London Underground Logo

London Underground LogoLondon Underground Logo PNG

For almost half a century since its establishment the London Underground did not have a standardized logo, as it was operated by several companies having their own branding and emblems.

Meaning and history

London Underground Logo history

1908 – 1913

London Underground Logo-1908
The very first logo for London Underground was created at the beginning of the 20th century, in 1908. Even though the badge has only been used for five years, all the following versions were based on it.
So the initial badge featured a stylized black and white lettering in the uppercase, where the first and the last letters were enlarged.
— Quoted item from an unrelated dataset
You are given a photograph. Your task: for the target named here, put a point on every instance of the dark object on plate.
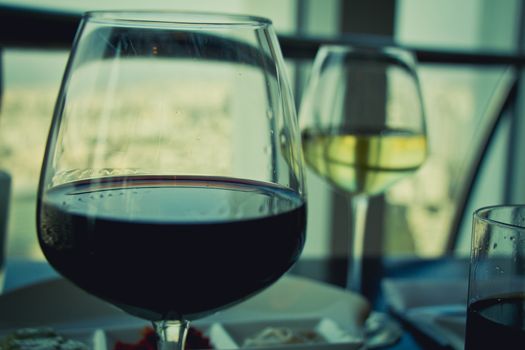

Each of the letters in the lettering was enclosed into a square frame and had a solid black square inside. The composition resembled an underground train.

1913 – 1919

London Underground Logo-1913
The redesign of 1913 added the element, which became the most recognizable in the London Underground visual identity — a solid red circle. It was placed in the background, behind the train wordmark. This new concept looked ultra-modern and stylish, with clean lines and bright contrast.

1919 – 1933

London Underground Logo-1919
In 1919 the badge was refined and outlined in thin white and blue. The lettering was also a bit redrawn and the separate squares were replaced by short thick white lines placed above and under each letter. The letters were all in white and set in a navy blue background. The red circle was brightened up.

1933

London Underground Logo-1933
For a few months in 1933, the Underground badge looked like a white circle outlined in bold red rounded, with a dark blue and white wordmark banner crossing it horizontally. Above the logotype, there was a blue “L.P.T.B.” Inscription in medium-thickness lines of a traditional sans-serif typeface.

1933 – 1949

London Underground Logo-1933-1949
The blue color became brighter and the “L. P. T. B.” Inscription was removed at the end of 1933. Now the logotype banner was accompanied by two text lines — “ London” in black above, and “ Transport” under it. Both lines were executed in thin black sans-serif, with lots of air between the symbols.

1949 – 1951

London Underground Logo-1949

In 1949 the “Underground” inscription was replaced by the “Railways” in all capitals. The badge was outlined in blue and white and all the extra details were removed from it. As for the typeface, it was refined and the shapes of the letters became wider and more confident.

1951 – 1958

London Underground Logo-1951
Both the rounded and the rectangular banner’s outlines were removed in 1951. It was the most minimalist version of all, created before. The lines and contours were clean and bold, and the colors — bright and vivid, representing power, passion, professionalism, and strength of the company.

1958 – 1969

London Underground Logo-1958
In 1958 the “Underground” got back to the logo. The first and last letters of the uppercase wordmark were still enlarged, but the square frames and thick horizontal strokes were absent on this version. Simple, cool, recognizable, this is what the logo from those years looked like.

1969 – 1972

London Underground Logo-1969
The redesign of 1969 was about the inscription. Now all letters of the wordmark featured the same size, style, and color. The “Underground” in all capitals was written in a classic medium-weight sans-serif typeface, in white color over a bright blue horizontally stretched rectangular badge, which was crossing a scarlet-red rounded.

1972 – 1985

London Underground Logo-1972
The badge, introduced in 1972 and used by the underground for more than a decade, was, probably, the most interesting one. It was all red and white, with no lettering at all. The blue rectangular banner was replaced by the red one, and as it had no framing, the banner merged with the rounded and had both sides coming out of the circle.

1985 – Today

London Underground Logo

The well-known roundel first appeared on the platforms in 1908. The red bar and circle has been the main part of the London Underground logo ever since. Although the symbol has been modified more than once, these modifications were quite subtle: designers changed the wordmark and the color of the bar, but the very shape of the logo as well as the distinctive red roundel (which until 1972 was called “the bull’s-eye”) remained unchanged.

Font and color

The uppercase “Underground” inscription on the London Underground logo is executed in a clean and neat sans-serif typeface with distinct contours, thick lines, and stable shapes. The closest font to the one on the logo is P22 Underground Demi or Under London NF.

The bright and timeless blue, red and white color palette of the London Underground visual identity reflects power, professionalism, and safety. This combination also stands for trustworthiness, good reputation, and value of the company’s clients. It is an elegant, yet strong and eye-catching color scheme, which looks modern on any background and in any surroundings.